The difference between the Pithecanthropus and existing man is so small that there is no call to search for an intermediate link. The link is sufficiently represented by the lowest of our savage races; for example, the isolated human skulls, Australian and others, that have already been shown to be very little different in many respects from that of Trinil.

Supposing that among several species of gibbon, Gx, Gy, Gz; this latter species evolved toward the human type and became finally, in assuming the upright position, the Pithecanthropus erectus=H1, then that it, by virtue of the multiple consequences of the upright position, became progressively H2, a stage corresponding to the lowest existing races, we obtain in simplifying:

Gibbon x
Gibbon y
Gibbon z—H0—(P.E.=H1)—H2.

There ought to be then in the existing fauna a hiatus formed by the transformation of the gibbon z into H0, then of H0 into H1, so that, in this existing fauna, the species nearest to H2 ought to be a species very inferior, issue of gibbon x or y. The gap here ought to be all the greater in that it is not only a question of a transformation such as that of one quadruped into another, conserving the generic characters of its ancestor; but of a transformation of the attitude even, that is to say of morphologic conditions entailing a radical change of type and, indirectly, of physio-psychologic modifications very profound.

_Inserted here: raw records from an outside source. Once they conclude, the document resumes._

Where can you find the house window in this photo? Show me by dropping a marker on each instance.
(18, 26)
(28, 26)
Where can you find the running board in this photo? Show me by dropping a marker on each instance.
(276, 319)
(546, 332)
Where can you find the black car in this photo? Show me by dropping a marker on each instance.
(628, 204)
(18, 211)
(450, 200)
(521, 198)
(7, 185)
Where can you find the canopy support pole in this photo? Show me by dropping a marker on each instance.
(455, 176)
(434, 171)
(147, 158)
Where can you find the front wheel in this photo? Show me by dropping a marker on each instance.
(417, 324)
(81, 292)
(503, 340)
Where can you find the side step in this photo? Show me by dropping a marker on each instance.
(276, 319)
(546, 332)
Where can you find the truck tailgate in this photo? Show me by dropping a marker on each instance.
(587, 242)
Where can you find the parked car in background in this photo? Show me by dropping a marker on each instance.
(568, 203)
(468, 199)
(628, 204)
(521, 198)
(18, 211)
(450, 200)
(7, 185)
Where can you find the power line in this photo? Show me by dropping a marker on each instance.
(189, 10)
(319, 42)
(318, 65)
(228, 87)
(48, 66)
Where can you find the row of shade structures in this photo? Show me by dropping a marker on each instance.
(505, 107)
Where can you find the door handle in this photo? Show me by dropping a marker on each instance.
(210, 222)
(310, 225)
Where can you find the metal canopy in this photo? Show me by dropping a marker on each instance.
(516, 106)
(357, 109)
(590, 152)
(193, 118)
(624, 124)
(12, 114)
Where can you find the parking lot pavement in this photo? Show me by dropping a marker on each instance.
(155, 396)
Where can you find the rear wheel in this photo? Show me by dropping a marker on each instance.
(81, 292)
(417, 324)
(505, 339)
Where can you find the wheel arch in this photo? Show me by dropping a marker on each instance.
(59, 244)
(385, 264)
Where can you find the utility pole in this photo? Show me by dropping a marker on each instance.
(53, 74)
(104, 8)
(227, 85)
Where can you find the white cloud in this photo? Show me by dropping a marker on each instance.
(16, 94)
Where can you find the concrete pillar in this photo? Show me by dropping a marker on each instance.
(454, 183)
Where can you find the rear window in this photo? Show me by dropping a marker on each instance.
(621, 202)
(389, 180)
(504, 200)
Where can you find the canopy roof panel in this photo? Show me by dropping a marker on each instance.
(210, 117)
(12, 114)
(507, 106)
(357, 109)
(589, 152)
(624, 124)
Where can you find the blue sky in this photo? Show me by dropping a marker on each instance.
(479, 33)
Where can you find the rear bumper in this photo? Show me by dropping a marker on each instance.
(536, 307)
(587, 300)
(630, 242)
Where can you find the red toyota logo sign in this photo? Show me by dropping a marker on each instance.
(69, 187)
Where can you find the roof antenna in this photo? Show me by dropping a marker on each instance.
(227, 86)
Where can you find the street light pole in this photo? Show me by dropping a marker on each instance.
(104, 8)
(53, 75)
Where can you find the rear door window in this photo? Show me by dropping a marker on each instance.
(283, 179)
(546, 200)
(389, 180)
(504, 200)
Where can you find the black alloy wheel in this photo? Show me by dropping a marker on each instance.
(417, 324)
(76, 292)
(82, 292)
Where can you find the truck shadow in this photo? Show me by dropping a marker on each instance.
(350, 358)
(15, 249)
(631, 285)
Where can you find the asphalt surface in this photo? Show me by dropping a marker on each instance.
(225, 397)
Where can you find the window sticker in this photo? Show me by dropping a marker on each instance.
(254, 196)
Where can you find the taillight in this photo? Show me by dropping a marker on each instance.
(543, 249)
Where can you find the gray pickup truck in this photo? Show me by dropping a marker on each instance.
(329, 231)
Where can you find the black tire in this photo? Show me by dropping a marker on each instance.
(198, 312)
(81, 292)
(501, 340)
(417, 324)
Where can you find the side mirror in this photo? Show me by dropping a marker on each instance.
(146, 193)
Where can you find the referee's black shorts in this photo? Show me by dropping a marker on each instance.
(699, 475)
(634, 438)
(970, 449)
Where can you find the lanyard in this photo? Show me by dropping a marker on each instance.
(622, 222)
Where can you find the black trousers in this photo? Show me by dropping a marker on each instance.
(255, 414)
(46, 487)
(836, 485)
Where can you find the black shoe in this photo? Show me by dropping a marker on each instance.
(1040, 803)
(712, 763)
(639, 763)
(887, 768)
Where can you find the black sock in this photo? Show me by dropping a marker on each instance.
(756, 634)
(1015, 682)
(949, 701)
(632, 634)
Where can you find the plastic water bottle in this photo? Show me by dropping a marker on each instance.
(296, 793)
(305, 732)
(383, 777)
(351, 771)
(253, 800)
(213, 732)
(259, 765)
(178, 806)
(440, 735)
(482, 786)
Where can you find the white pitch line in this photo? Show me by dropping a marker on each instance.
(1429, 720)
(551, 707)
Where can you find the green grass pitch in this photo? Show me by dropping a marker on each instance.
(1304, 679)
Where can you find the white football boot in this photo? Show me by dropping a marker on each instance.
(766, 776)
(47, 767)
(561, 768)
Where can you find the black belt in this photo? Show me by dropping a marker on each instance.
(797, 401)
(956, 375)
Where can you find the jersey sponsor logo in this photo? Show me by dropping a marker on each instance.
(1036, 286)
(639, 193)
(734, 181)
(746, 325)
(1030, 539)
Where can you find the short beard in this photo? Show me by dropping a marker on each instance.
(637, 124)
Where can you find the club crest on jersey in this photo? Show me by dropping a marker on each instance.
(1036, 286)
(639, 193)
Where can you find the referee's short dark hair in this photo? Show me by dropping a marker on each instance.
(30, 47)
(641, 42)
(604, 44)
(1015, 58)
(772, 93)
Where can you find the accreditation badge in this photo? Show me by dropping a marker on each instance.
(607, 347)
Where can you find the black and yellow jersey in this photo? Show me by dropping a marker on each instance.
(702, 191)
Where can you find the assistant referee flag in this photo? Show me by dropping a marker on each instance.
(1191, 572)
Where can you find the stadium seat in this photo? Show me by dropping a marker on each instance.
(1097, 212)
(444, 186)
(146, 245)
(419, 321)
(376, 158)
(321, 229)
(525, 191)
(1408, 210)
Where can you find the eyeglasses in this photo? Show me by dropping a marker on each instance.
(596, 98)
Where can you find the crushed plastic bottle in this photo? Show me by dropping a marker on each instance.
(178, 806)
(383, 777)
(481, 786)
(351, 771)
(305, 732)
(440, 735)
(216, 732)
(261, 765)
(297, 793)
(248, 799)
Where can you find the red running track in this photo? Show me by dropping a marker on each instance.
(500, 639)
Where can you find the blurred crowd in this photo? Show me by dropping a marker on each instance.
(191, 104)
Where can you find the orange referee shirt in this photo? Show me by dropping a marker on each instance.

The existence of a hiatus between two related living species cannot then serve as argument against the theory of evolution. This hiatus, as we have just seen, may be, on the contrary, a direct result of the transformation of one species into another.

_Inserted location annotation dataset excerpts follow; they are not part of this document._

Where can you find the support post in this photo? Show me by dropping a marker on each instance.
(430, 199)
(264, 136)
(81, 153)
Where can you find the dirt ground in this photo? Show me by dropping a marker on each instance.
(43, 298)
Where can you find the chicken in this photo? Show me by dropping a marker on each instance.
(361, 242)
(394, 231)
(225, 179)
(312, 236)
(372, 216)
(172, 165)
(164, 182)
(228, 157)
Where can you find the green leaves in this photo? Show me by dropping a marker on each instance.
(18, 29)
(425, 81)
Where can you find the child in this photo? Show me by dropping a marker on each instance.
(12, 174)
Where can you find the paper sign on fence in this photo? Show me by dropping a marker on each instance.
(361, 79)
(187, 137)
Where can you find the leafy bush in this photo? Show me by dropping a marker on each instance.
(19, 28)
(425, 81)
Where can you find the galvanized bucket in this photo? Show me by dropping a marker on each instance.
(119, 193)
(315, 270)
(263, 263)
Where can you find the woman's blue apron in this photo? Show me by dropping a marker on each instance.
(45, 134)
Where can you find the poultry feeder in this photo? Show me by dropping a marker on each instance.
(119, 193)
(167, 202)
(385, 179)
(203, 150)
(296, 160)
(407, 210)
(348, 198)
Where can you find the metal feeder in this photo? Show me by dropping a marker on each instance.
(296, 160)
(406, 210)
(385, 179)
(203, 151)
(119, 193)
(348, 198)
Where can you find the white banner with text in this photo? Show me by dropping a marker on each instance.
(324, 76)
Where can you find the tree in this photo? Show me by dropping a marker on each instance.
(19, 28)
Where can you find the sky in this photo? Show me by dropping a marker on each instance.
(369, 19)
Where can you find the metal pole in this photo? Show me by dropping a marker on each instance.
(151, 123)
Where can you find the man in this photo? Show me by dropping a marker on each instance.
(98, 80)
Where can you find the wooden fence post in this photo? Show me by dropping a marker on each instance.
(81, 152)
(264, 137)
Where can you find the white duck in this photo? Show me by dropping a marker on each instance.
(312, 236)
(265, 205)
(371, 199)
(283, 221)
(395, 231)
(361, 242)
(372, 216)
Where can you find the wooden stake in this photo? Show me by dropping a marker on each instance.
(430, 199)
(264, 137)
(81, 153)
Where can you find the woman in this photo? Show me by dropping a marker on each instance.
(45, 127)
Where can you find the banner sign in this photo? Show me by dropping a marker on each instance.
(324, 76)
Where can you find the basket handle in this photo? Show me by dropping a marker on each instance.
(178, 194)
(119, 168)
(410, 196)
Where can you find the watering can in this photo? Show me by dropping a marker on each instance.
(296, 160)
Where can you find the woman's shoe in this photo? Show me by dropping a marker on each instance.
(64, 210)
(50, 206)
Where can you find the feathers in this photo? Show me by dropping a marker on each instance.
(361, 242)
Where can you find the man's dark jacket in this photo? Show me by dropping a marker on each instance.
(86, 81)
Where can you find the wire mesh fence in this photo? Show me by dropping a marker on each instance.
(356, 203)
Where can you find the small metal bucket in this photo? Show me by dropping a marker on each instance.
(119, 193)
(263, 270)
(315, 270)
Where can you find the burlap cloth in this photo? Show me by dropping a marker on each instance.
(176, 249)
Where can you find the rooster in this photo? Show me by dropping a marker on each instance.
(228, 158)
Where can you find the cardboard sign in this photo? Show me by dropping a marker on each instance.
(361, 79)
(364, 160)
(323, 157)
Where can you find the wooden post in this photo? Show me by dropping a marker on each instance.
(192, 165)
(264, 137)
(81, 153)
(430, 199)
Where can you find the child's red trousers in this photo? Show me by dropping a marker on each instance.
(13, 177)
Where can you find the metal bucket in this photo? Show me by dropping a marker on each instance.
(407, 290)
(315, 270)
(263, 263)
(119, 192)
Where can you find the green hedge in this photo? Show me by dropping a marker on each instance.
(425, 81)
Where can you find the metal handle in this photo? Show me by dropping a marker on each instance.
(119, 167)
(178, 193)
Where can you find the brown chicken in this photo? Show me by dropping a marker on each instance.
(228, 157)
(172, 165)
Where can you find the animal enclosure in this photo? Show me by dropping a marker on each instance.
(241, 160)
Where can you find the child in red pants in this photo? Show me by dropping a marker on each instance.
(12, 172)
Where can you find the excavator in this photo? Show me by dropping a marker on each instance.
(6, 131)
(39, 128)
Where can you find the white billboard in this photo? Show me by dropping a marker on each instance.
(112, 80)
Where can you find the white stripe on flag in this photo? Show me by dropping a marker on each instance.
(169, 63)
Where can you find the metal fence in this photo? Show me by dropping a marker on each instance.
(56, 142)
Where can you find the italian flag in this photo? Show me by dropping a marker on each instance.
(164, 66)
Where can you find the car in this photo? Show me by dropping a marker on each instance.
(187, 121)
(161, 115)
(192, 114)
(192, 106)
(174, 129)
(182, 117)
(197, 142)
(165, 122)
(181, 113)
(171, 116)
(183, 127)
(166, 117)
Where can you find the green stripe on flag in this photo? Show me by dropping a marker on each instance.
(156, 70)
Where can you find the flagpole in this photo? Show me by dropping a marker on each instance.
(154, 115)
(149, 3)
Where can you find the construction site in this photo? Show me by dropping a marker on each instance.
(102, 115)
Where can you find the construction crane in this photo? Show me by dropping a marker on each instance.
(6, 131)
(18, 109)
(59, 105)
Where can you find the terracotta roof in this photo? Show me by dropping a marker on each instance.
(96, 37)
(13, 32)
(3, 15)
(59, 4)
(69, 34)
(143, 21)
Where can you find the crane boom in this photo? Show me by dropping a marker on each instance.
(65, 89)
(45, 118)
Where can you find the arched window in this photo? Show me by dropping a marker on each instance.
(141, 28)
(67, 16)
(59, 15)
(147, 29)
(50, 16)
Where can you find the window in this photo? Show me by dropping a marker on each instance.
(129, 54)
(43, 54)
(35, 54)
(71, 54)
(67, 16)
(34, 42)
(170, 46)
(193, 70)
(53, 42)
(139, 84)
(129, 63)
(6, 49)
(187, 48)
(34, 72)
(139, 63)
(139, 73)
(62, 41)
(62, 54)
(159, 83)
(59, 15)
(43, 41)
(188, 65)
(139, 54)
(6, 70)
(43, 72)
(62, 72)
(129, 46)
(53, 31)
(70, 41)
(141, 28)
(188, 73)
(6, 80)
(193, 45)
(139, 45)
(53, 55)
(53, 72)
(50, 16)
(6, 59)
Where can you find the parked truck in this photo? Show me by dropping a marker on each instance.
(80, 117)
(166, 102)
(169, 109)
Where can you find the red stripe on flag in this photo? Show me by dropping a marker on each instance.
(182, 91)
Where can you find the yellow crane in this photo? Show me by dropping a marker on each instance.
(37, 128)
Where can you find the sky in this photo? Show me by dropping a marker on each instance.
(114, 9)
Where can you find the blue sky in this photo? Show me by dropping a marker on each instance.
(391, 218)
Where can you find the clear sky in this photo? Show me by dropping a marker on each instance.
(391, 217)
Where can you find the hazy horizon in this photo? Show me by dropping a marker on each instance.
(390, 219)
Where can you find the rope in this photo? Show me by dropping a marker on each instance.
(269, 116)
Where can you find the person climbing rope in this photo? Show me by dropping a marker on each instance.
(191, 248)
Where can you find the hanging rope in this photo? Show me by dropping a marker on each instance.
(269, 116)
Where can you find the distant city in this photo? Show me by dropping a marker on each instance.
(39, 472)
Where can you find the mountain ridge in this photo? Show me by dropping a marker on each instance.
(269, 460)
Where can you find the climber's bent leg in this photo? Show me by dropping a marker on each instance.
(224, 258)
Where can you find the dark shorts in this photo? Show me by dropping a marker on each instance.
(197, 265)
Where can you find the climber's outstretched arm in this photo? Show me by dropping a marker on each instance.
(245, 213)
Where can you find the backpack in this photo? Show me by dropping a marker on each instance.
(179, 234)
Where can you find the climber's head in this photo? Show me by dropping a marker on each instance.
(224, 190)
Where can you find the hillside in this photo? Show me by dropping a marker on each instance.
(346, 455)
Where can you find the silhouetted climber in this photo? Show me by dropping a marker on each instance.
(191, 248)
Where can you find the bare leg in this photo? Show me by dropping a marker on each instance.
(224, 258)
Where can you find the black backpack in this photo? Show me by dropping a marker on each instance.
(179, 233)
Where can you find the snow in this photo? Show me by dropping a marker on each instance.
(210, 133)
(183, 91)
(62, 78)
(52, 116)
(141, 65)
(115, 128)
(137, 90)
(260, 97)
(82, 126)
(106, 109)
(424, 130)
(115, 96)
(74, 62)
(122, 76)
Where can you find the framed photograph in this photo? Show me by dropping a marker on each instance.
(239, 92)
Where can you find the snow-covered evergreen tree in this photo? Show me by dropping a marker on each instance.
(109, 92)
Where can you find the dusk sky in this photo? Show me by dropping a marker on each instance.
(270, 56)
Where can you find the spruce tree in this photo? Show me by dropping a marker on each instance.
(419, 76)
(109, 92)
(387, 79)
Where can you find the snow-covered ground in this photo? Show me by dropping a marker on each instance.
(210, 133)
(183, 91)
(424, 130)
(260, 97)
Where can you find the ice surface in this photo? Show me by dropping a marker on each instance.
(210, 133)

Although the transformation here supposed has been very profound, enough so to give birth to a pretended new kingdom, "human kingdom," that transformation could have been produced, according to the above hypothesis, without compelling Nature to make, in any sense, a leap. It may be possible, from a point of view purely zoötaxic, to establish a veritable saltus, but I have just shown that this saltus could have been the gradual consequence of a simple modification of habits of locomotion in a race of monkeys already capable of assuming the upright position. The motive for this change could have arisen abruptly, but there has been no anatomic leap from Gibbon z to existing man. That which can have been produced abruptly is the exterior condition from which would have resulted, for an anthropoid race of climbers, the necessity of adopting habitually a mode of locomotion which it was already capable of utilizing occasionally. The only thing abrupt, from a biologic point of view, would have been a simple increase in the frequency of the utilization of a functional aptitude already existing. Multiple and considerable anatomic modification may have been entailed by this change of the habitual attitude, but they ought to have been produced by insensible degrees and are all the less astonishing in that the anthropoids already approach much nearer to man than to monkeys proper in their general conformation (Huxley, Broca).

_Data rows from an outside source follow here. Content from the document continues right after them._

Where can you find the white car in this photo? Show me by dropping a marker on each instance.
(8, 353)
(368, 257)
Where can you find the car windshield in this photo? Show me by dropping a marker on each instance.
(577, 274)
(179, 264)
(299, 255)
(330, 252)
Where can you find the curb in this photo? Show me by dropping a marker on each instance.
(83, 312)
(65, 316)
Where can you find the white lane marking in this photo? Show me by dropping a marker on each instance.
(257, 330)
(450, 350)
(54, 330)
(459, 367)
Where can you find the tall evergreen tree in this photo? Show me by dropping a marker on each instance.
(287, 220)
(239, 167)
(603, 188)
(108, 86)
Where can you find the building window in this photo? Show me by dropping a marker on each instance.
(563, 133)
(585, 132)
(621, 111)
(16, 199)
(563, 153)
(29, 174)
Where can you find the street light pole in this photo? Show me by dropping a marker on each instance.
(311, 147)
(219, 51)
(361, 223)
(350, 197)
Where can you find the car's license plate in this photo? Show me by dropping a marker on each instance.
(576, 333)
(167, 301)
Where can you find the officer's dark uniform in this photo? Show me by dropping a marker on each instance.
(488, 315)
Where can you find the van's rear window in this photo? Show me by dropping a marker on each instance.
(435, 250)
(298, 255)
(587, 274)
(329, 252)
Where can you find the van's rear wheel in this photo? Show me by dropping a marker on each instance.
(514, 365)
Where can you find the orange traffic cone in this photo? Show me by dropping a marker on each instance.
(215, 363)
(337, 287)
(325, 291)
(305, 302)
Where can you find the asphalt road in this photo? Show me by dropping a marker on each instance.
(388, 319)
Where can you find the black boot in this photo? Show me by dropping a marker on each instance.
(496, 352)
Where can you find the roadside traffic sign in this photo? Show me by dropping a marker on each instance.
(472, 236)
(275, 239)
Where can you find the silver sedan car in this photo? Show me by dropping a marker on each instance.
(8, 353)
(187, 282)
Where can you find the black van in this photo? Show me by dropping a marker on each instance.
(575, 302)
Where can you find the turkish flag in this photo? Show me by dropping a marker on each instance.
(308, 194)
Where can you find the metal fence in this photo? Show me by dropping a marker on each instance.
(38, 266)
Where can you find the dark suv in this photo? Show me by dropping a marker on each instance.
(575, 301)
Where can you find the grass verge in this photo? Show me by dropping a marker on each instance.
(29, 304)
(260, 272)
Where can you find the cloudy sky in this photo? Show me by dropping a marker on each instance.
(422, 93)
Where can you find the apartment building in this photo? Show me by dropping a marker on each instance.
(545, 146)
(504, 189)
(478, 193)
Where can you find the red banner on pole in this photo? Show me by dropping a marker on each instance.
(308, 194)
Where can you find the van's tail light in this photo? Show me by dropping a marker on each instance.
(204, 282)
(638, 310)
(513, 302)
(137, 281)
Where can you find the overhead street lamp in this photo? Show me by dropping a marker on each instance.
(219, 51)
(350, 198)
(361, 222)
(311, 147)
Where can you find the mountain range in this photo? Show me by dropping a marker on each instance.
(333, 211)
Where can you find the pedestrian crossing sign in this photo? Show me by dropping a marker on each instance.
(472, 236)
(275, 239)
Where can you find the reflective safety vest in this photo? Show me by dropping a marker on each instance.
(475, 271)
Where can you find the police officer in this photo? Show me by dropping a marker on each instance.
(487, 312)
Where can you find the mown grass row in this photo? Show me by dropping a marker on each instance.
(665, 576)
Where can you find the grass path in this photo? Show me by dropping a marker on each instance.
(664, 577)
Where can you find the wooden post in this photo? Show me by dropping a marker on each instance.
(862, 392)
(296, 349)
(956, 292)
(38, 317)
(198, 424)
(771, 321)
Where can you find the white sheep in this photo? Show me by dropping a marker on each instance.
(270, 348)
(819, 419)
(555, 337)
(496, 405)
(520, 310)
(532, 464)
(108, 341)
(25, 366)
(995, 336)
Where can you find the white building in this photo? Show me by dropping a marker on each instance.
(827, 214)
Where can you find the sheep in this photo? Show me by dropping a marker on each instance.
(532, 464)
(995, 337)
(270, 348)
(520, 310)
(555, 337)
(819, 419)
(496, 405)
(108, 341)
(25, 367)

If there is a gap between the existing human species and the precursor, the fossil remains of the intermediate races ought none the less to exist. There ought to be the remains of H0, of gibbon z and of Prothylobates. Will these last perhaps reveal a species remarkable in stature and in a relatively superior aptitude for the upright position? That is not necessary theoretically: the diverse species of the genus Hylobates have a conformation which enables them to assume the upright position with ease; the form may have undergone considerable variations after the transformation of the attitude.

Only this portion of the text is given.